Zairil Khir Johari, MP for Bukit Bendera, said the government had cut the budget for teachers training and wasted billions on computer hardware and software, only to see it collecting dust.

“If the government thinks that better computers will make up for the weakness of our teachers, then it has not learned its lesson from the PPSMI fiasco,” he said, referring to the now-defunct programme for teaching science and mathematics in English.

He pointed out that expenditure on teachers was cut by RM350 million in this years’ Budget, but the allocation on IT rose by RM200 million. Government spending would not produce better performance if the money went on unnecessary big-ticket IT projects that were rarely used.
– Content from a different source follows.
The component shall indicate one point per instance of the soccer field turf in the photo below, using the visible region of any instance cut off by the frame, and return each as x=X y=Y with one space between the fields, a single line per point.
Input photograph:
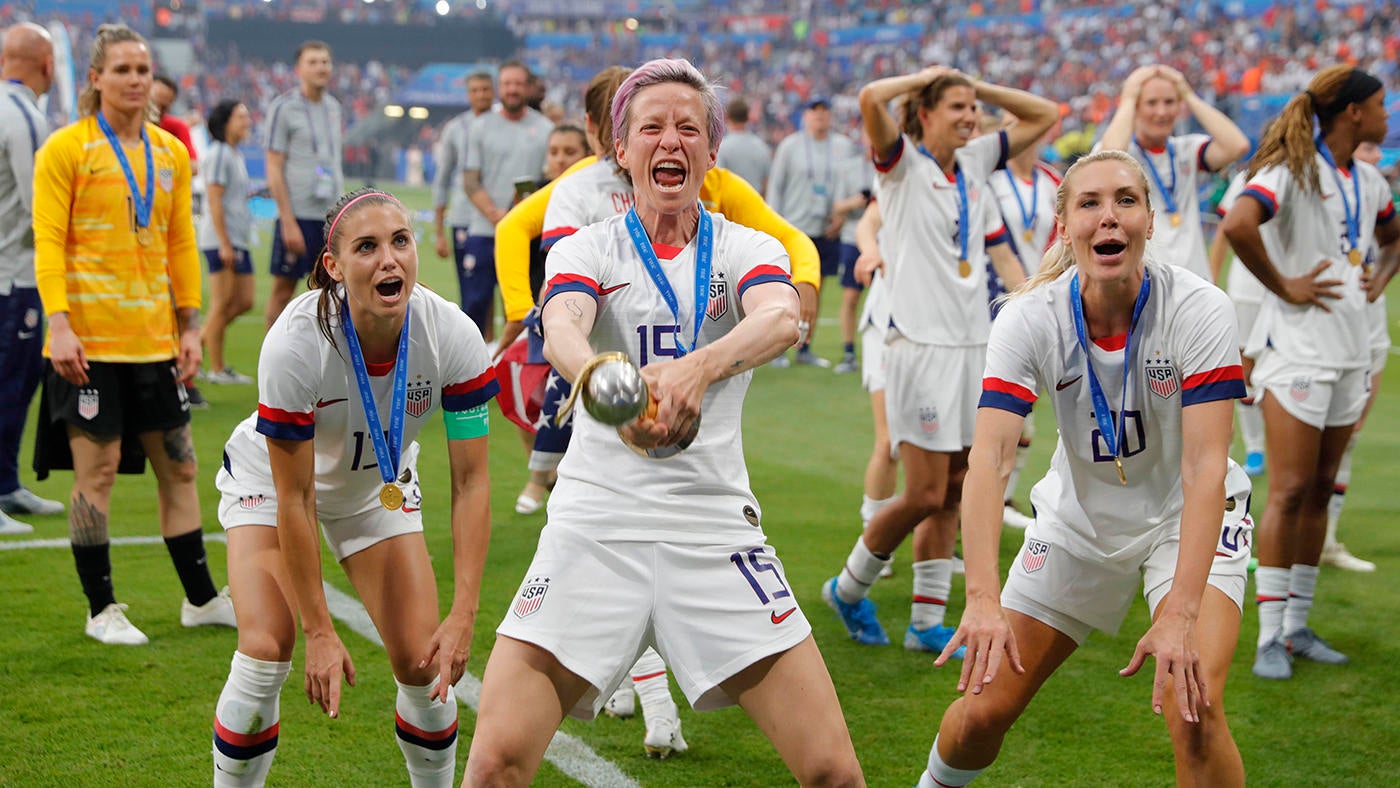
x=79 y=713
Instead, the government should invest in teachers and students.

“What is truly shocking is the government’s denial syndrome and misplaced sense of priorities as they continue to channel billions of taxpayers’ funds into non-productive areas such as big-ticket infrastructure projects that only benefit private technology suppliers at the expense of the people that really matter – our teachers and students,” Zairil said in a statement.

He was responding to remarks by education minister Muhyiddin Yassin on Thursday, when Muhyiddin had said he was “shocked” by Malaysia’s poor performance in international assessment tests, which had shown that Malaysia’s “education standards, although said to be good, is not good enough”.

Malaysia placed 52nd out of 65 countries ranked by OECD in its Pisa international assessment, while 38 per cent of Malaysian students had failed to achieve the minimum benchmark in the TIMSS internatonal mathematics and science assessment.

Zairil pointed out that the government invested more than RM3 billion on computer hardware and software meant for the Mathematics and Science in English programme, but “most of this investment ended up collecting dust in school storerooms” as the programme had been discontinued.

“The same fate appears to be awaiting the RM4.1 billion 1BestariNet project; the Auditor-General’s 2013 Report revealed that less than one per cent of students actually used the system even though close to 9,000 schools throughout the country had already been equipped with it.”

By contrast, the budget for 2015 had cut spending on professional development of teachers from RM1.54 billion to only RM961 million.

Funds for “in-service training” of teachers was drastically slashed from RM410 million last year to RM48 million, “leadership training” slashed by two-thirds from RM181 million to RM62 million; and “pre-service training” were trimmed from RM948 million to RM851 million.

New expenditure of RM250 million was earmarked for “transformation of education service officers,” but even so, total spending on teachers was only RM1.21 billion, a drop of RM350 million compared to the 2014 budget. However, funds for IT expenditure were increased by about RM200 million for this year.

It was truly shocking, he said, that the government continued to channel billions into non-productive projects that would only benefit technology companies at the expense of the people that really mattered – the teachers and students.